By Ron Howell
Guest Contributor
There is a side of me that remembers the days when the number of Black CEO’s sat squarely on zero. That side of me moans, softly, over the departure of Stanley O’Neal as Merrill Lynch’s top executive and board chair.
But the unapologizing truth is that I mostly feel anger toward Merrill Lynch, for its role in the sub-prime crisis that has claimed O'Neal's job and, more tragically, the homes and happiness of tens of thousands of foreclosure victims.
My beloved community of Brooklyn – known to many as the center of the African diaspora, because of its hundreds of thousands of residents who are natives of the Caribbean, the United States and the Mother Continent itself – has been a special victim of this crisis created by greed.
Hundreds of Black families there, and countless thousands elsewhere, are bracing for the foreclosure hatchet to come down on the necks of their financial lives.
A bit of history. Going back a few years, money-hungry investors plying Wall Street and Main Street sought other corners on which to place their bets; and they turned to little cubbies inhabited by struggling souls who were, largely, people of color, cash-short workers looking to purchase a home or simply make repairs to one. These loans were “bundled” into packages and passed up the ladder, in schemes in which Merrill Lynch and others were key players.
The evidence of roguishness in this crisis has been mounting.
Recently, the New York State Attorney General, Andrew Cuomo, said in a law suit that Washington Mutual schemed to get selected real estate appraisers to put higher price tags on properties to be purchased by “sub-prime” borrowers. And more recently, the New York Times reported that banks and lawyers across the nation have been bilking these borrowers as they crash toward foreclosure.
I, for one, don’t even like to refer to all this as the sub-prime loan crisis. I prefer to call it the predatory loan crisis, because these financial institutions effectively acted as predators, using brokers to find decent but often gullible people willing to take out loans at exorbitant rates and on shylock-like terms that were, too often, way beyond their means to repay.

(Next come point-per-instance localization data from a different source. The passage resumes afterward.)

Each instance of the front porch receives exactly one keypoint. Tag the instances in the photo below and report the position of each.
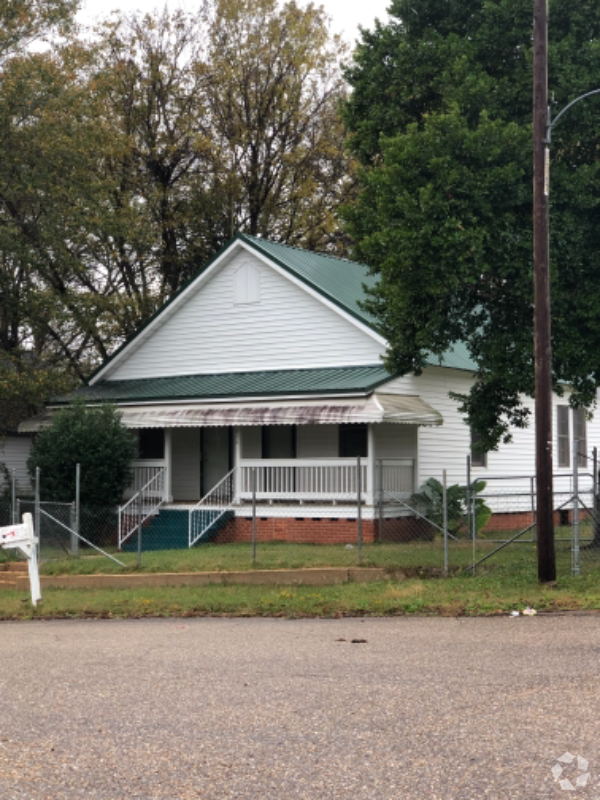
(292, 464)
(289, 477)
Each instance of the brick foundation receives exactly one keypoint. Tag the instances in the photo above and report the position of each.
(309, 530)
(299, 531)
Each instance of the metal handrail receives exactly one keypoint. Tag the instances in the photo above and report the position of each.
(147, 492)
(221, 499)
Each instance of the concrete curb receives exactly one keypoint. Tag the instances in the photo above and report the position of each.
(329, 576)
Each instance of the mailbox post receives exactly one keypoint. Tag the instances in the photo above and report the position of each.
(22, 537)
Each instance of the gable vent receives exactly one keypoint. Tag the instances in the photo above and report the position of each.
(246, 285)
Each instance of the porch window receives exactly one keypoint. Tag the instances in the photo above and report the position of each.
(353, 441)
(478, 458)
(279, 441)
(562, 432)
(151, 443)
(580, 433)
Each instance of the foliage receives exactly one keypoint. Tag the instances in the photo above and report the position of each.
(93, 437)
(127, 160)
(440, 118)
(429, 500)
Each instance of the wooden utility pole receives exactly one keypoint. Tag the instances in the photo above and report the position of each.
(541, 324)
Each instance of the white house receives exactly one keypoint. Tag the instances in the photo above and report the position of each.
(14, 452)
(266, 365)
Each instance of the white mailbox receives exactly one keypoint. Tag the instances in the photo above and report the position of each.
(22, 537)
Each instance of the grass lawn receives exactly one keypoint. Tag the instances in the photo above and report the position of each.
(508, 581)
(421, 558)
(489, 594)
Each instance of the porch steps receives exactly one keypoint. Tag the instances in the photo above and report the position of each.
(169, 530)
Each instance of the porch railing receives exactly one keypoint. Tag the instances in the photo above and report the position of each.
(302, 479)
(144, 504)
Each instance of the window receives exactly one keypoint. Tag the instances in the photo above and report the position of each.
(353, 441)
(564, 438)
(151, 443)
(279, 441)
(478, 458)
(580, 435)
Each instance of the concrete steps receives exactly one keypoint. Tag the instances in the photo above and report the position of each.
(169, 530)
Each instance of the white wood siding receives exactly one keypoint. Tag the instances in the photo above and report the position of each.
(288, 328)
(186, 463)
(14, 452)
(317, 441)
(447, 447)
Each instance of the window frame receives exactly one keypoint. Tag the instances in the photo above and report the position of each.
(562, 419)
(478, 459)
(343, 444)
(580, 421)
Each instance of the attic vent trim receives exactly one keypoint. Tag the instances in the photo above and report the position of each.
(246, 285)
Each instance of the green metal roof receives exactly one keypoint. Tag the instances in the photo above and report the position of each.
(344, 283)
(340, 280)
(335, 380)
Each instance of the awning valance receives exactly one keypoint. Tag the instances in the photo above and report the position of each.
(378, 407)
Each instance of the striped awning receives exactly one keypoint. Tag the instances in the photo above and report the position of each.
(376, 408)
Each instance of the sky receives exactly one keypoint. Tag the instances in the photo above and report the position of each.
(346, 15)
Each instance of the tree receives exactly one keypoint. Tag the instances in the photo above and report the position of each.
(127, 161)
(440, 118)
(92, 437)
(30, 85)
(22, 22)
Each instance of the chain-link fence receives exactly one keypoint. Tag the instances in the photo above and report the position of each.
(475, 525)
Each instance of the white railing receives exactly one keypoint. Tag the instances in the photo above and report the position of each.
(302, 479)
(397, 477)
(144, 504)
(208, 511)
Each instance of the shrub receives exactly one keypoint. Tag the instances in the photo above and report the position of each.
(93, 437)
(429, 501)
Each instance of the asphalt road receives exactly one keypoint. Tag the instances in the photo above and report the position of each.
(257, 708)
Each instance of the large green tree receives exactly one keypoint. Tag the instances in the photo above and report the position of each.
(128, 159)
(440, 118)
(32, 337)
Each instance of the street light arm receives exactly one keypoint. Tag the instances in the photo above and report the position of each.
(550, 125)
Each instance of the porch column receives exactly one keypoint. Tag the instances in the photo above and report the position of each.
(237, 457)
(168, 465)
(370, 463)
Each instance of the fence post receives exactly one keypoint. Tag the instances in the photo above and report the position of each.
(37, 515)
(576, 564)
(380, 499)
(445, 511)
(253, 475)
(468, 495)
(359, 506)
(595, 503)
(75, 514)
(469, 507)
(13, 497)
(139, 548)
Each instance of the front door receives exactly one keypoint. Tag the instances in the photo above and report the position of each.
(216, 457)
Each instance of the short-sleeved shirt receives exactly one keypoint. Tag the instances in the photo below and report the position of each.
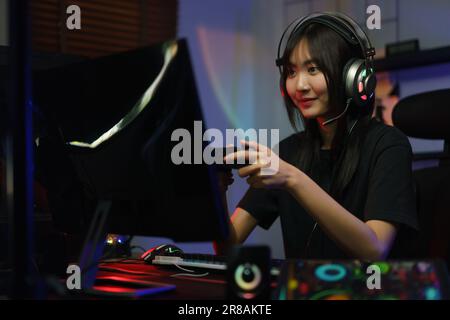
(381, 189)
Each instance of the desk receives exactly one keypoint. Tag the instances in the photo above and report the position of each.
(312, 278)
(210, 287)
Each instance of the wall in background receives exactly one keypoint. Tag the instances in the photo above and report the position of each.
(3, 23)
(233, 47)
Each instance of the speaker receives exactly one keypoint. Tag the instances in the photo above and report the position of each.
(248, 273)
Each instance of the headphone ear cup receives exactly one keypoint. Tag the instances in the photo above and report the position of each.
(359, 82)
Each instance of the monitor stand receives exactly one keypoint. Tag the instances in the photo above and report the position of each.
(109, 286)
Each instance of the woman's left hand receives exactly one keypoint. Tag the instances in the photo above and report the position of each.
(268, 171)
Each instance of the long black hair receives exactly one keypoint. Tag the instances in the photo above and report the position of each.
(331, 52)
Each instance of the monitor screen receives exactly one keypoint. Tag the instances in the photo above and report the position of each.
(107, 135)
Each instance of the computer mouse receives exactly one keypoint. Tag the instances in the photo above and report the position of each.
(162, 250)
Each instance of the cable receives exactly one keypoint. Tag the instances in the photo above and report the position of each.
(305, 251)
(190, 275)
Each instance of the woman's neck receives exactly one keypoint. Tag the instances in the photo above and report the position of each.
(327, 133)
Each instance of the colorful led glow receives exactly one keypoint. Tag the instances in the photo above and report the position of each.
(330, 272)
(432, 293)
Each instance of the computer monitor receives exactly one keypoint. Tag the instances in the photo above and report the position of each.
(108, 132)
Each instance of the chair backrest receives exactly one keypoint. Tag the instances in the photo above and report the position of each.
(427, 115)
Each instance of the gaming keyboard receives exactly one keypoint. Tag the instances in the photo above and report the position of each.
(204, 261)
(347, 279)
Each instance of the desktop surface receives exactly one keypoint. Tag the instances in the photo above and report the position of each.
(298, 280)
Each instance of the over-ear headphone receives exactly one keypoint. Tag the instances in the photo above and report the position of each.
(358, 74)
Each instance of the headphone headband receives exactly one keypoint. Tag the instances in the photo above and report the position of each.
(340, 23)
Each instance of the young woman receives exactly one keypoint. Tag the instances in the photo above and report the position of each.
(343, 187)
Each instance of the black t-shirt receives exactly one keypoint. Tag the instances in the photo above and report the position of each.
(381, 189)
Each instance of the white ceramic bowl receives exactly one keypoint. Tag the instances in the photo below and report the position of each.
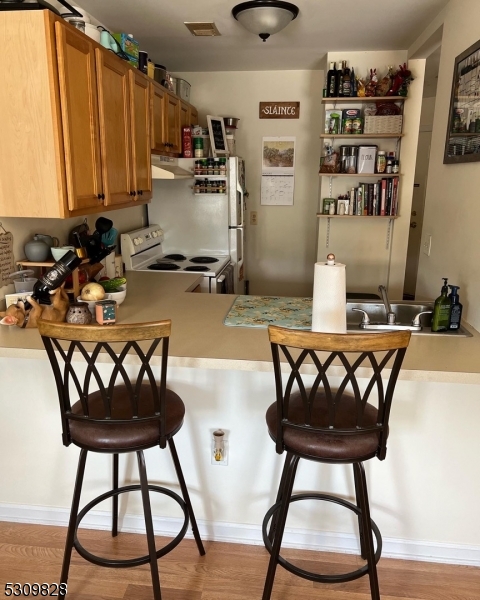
(119, 296)
(57, 253)
(91, 304)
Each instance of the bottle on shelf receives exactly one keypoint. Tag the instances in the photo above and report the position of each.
(456, 309)
(332, 81)
(54, 277)
(347, 89)
(339, 78)
(441, 310)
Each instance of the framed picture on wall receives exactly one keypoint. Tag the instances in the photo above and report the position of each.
(218, 137)
(463, 130)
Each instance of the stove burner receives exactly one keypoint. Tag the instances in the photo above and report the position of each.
(205, 260)
(164, 267)
(175, 257)
(197, 269)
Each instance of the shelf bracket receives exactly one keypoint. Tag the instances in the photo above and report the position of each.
(389, 234)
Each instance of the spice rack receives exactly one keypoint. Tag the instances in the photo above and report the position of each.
(76, 285)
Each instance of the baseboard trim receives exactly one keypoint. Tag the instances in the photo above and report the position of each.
(251, 534)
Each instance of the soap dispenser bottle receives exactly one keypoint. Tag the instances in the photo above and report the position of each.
(456, 310)
(441, 310)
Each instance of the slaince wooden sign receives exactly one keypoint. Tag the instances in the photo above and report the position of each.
(279, 110)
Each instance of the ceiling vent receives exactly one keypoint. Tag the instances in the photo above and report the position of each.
(203, 29)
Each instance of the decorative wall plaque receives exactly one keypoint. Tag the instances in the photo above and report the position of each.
(279, 110)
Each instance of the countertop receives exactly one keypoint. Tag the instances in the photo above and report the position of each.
(200, 339)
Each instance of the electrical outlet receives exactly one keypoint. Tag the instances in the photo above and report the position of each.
(427, 244)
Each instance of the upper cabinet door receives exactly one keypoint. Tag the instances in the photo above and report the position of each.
(115, 134)
(172, 115)
(192, 116)
(78, 98)
(141, 148)
(157, 118)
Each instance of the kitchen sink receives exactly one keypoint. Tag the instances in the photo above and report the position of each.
(405, 311)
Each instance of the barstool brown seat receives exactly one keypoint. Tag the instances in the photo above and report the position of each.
(118, 408)
(347, 424)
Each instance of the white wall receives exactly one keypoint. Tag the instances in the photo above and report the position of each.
(424, 496)
(23, 230)
(280, 250)
(452, 210)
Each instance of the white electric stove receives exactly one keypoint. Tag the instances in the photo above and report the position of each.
(142, 251)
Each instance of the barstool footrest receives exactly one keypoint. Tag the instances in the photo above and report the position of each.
(141, 560)
(317, 577)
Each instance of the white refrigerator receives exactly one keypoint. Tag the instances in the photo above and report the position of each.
(203, 223)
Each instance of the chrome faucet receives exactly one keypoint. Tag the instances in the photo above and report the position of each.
(391, 318)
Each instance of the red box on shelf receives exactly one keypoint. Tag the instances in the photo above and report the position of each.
(187, 146)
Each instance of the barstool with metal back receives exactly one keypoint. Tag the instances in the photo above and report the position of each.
(327, 425)
(125, 410)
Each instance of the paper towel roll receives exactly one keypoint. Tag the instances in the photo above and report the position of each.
(329, 310)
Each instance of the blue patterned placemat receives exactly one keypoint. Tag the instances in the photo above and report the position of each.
(262, 311)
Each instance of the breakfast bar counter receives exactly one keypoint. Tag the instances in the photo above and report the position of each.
(424, 497)
(200, 339)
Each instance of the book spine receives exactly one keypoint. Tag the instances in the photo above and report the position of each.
(388, 207)
(395, 197)
(383, 199)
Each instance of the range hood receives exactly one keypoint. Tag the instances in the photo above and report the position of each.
(166, 167)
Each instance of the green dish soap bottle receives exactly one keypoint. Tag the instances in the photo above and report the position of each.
(456, 311)
(441, 310)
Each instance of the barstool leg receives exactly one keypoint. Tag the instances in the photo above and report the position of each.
(273, 523)
(367, 530)
(280, 524)
(147, 511)
(363, 551)
(186, 497)
(72, 524)
(115, 498)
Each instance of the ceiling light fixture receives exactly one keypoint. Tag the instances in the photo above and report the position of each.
(265, 17)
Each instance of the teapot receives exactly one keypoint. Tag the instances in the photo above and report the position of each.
(48, 239)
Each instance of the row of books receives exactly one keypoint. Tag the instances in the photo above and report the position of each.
(375, 199)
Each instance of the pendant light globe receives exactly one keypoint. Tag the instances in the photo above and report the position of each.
(265, 17)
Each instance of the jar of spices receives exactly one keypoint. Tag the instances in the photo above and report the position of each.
(198, 146)
(381, 161)
(389, 165)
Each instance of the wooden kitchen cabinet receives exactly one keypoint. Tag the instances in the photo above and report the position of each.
(172, 123)
(157, 117)
(141, 146)
(115, 134)
(71, 122)
(192, 115)
(81, 132)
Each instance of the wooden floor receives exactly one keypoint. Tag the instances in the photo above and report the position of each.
(33, 554)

The result of the predatory loan scandal has been the meltdown that we have seen lately across the country, a broad-based case of things-falling-apart. It is causing deep personal pain in communities like the Bedford-Stuyvesant section of Brooklyn – New York City’s most populous and most Black borough.
In New York City, it is anticipated that about 14,000 homes will have foreclosure actions filed against them by the end of this year, and the boroughs of Brooklyn and Queens will account for more than 72 percent of those filings.
The neighborhoods most affected will be the Black areas of those two boroughs, Bedford-Stuyvesant and Flatbush in Brooklyn, and Jamaica and Rochdale in Queens. (These projections were made by the Neighborhood Economic Development Advocacy Project, or NEDAP, which seeks to “promote community economic justice, and to eliminate discriminatory economic practices that harm communities and perpetuate inequality and poverty.”)
What’s also unsettling here is that there are some who continue to gain from the pain of these victims of predatory lending. In New York City – as overall real estate prices continue to rise – lovely brownstones of Bedford-Stuyvesant are becoming bargains for whites and other upper-middle income workers looking to own a home.
The reason? The newcomers are benefiting from the fact that foreclosures in Bed-Stuy have effectively driven down prices. The headline on the Times article about this was “ Brooklyn: A Bargain Hunter’s Guide” (October 14, 2007).
So I say to Black people in New York and elsewhere, and to housing advocates: Be vigilant and take arms (metaphorical arms!) against this sea of schemers dressed in suits and ties.
As for Stanley O’Neal, his executive sunset will likely be laced with gold. Not to make accusations, but perhaps some act of contrition on his part would be in order, like a contribution to some fund assisting victims of predatory loans.
Just a thought.
Ron Howell is a veteran journalist and neophyte blogger. Over the years, Ron has been a reporter -- domestic and overseas -- for Newsday, The Associated Press, Ebony Magazine, The New York Daily News and The Baltimore Evening Sun.